While it may be tempting to single out some of the personal tragedy that Christine has experienced in her life, losing her husband at a tragically early age, as a primary source of a lion's share of the emotional authority and depth with which she now sings, it is plain that her voyage has been an internal journey, a process of deep self-awareness and of accumulated insight:

"My life went on a different road and that was just the way it was meant to be. There is no point in saying how different would it be if he were still alive. There's no point in saying that. I am a great believer in destiny and that is just how it was meant to be.

"I think that if you are aware of what you are singing, or if you are an aware person, you experience a lot just because of that sheer fact. Life gives you lots of experiences and some of them are worse than others. I find, though, that when you are singing you have got to be in control of the emotion all the time because if you allow a deep personal emotion to come into it you've lost it. It's finding that balance to put a song across with enough emotion. "I also think this is the only way to do it. If you are singing a song you can be aware of where the vibration of the note is taking you, you're opening yourself up to it and that is exactly what happens. Now, you can go into another dimension and think, oh I lost my husband and I know exactly what this woman is thinking in this song.

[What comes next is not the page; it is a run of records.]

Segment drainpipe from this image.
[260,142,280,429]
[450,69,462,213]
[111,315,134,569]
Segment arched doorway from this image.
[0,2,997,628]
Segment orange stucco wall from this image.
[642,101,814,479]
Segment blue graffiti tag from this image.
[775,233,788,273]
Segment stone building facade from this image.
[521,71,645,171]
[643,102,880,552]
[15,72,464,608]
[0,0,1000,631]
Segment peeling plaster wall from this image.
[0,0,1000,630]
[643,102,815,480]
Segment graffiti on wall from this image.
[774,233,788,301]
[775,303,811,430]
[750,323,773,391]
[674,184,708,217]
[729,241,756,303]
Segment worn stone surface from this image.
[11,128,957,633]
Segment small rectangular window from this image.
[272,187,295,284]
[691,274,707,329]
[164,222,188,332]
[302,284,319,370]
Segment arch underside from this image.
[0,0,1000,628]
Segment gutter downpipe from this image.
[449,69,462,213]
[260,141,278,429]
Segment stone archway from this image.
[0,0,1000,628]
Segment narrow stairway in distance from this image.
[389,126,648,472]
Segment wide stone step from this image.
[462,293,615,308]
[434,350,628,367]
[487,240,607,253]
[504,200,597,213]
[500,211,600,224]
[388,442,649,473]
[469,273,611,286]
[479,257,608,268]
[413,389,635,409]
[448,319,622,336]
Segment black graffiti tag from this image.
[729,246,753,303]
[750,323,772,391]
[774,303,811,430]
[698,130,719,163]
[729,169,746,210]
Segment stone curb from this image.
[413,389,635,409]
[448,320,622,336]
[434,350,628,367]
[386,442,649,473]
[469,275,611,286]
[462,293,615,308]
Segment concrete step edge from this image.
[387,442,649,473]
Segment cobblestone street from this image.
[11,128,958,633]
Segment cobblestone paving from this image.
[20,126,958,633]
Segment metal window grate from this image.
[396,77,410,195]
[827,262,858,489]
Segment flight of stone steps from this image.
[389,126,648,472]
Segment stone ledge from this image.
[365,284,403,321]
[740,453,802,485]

"There is a song which is about a man losing his wife and I have to really keep that at a distance and still put the emotion across in the song without focussing on my particular point when I lost my husband. But you've got to keep it there.

"I always feel that these songs are only ours for a wee while. They were written at very stressful times within that person's life and really they were written because it was a cathartic experience for themselves. Some thing they had to do and we have always got to remember that when we are dealing with that kind of emotion. We are really just a vehicle for that person's emotion and we have to respect that.'

"I'm closer now to singing the way I've always wanted to sing", continues Christine. "Where my voice is sitting within me now is something I've been striving to achieve for years. In the past, I would achieve it maybe every so often but I was always left with a feeling of frustration that I wasn't singing the way that I wanted to sing. And I would think, 'I could sing that song so much better', and yet I was not able to achieve that and that was so frustrating within myself. I started sustaining that maybe two years ago and then I started to feel, gosh, this is where I've wanted my voice to sit ever since I started singing.

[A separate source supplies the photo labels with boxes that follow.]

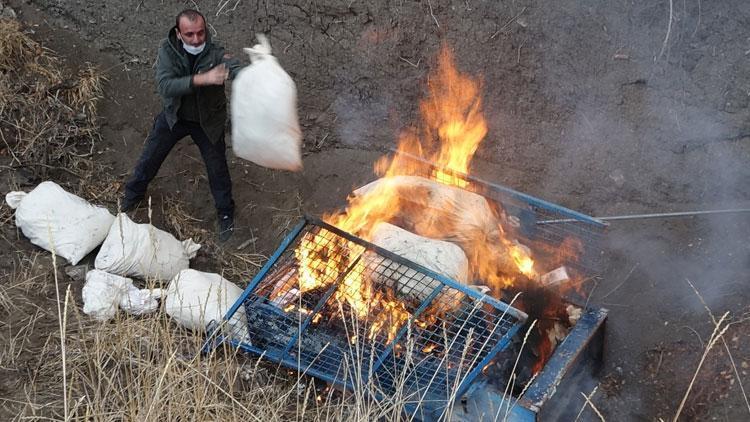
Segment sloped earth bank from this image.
[0,0,750,420]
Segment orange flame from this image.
[296,43,564,346]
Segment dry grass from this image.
[0,19,107,190]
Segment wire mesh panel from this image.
[214,219,526,416]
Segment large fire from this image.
[296,48,576,370]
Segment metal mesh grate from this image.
[217,219,526,409]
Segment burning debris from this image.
[209,43,608,418]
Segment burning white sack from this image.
[5,181,115,265]
[164,269,247,337]
[81,270,162,321]
[231,34,302,171]
[369,223,469,307]
[94,213,201,281]
[353,176,517,273]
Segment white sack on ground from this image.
[5,181,115,265]
[353,176,517,273]
[81,270,161,321]
[94,213,201,281]
[164,269,247,337]
[231,34,302,171]
[368,223,469,307]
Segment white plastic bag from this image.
[164,269,247,338]
[365,223,469,308]
[5,181,115,265]
[94,213,201,281]
[231,34,302,171]
[353,176,518,274]
[81,270,161,321]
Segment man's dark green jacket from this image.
[156,27,242,143]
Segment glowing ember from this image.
[285,42,580,372]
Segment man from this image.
[120,9,241,242]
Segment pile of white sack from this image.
[5,181,244,336]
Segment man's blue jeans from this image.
[125,112,234,217]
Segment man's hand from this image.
[193,63,229,86]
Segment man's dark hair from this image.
[174,9,206,31]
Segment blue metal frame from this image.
[204,216,527,413]
[391,148,608,228]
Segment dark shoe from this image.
[120,197,143,212]
[219,215,234,242]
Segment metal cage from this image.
[206,153,607,420]
[209,218,527,412]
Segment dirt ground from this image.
[2,0,750,421]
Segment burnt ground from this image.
[3,0,750,420]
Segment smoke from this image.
[524,0,750,419]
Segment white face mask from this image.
[182,42,206,56]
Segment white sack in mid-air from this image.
[231,34,302,171]
[5,181,115,265]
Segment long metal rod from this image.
[536,208,750,225]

"I find that you have cycles in your life and certain things point to change within you own lifecycle, where ever it is going. And the major contributing factors for me in identifying change come through my singing because singing is such a major part of my life.

"If I've got a cold I'm like, 'Oh my God, I can't sing well, I can't sing as well as I want to sing, please let this cold go' and I'm really very worried until I'm back on track again. The first thing I do in the morning is I sing out a song. I mean, I'm not even really awake - that's the pleasure of being on your own, I suppose! You have nobody saying will you shut up and you can do these things!

"But, the things that have the most profound effect on you are there gun sireadh, gun iarraidh, and that's where the title for the CD came from. The most profound things in people's lives come without seeking, without asking."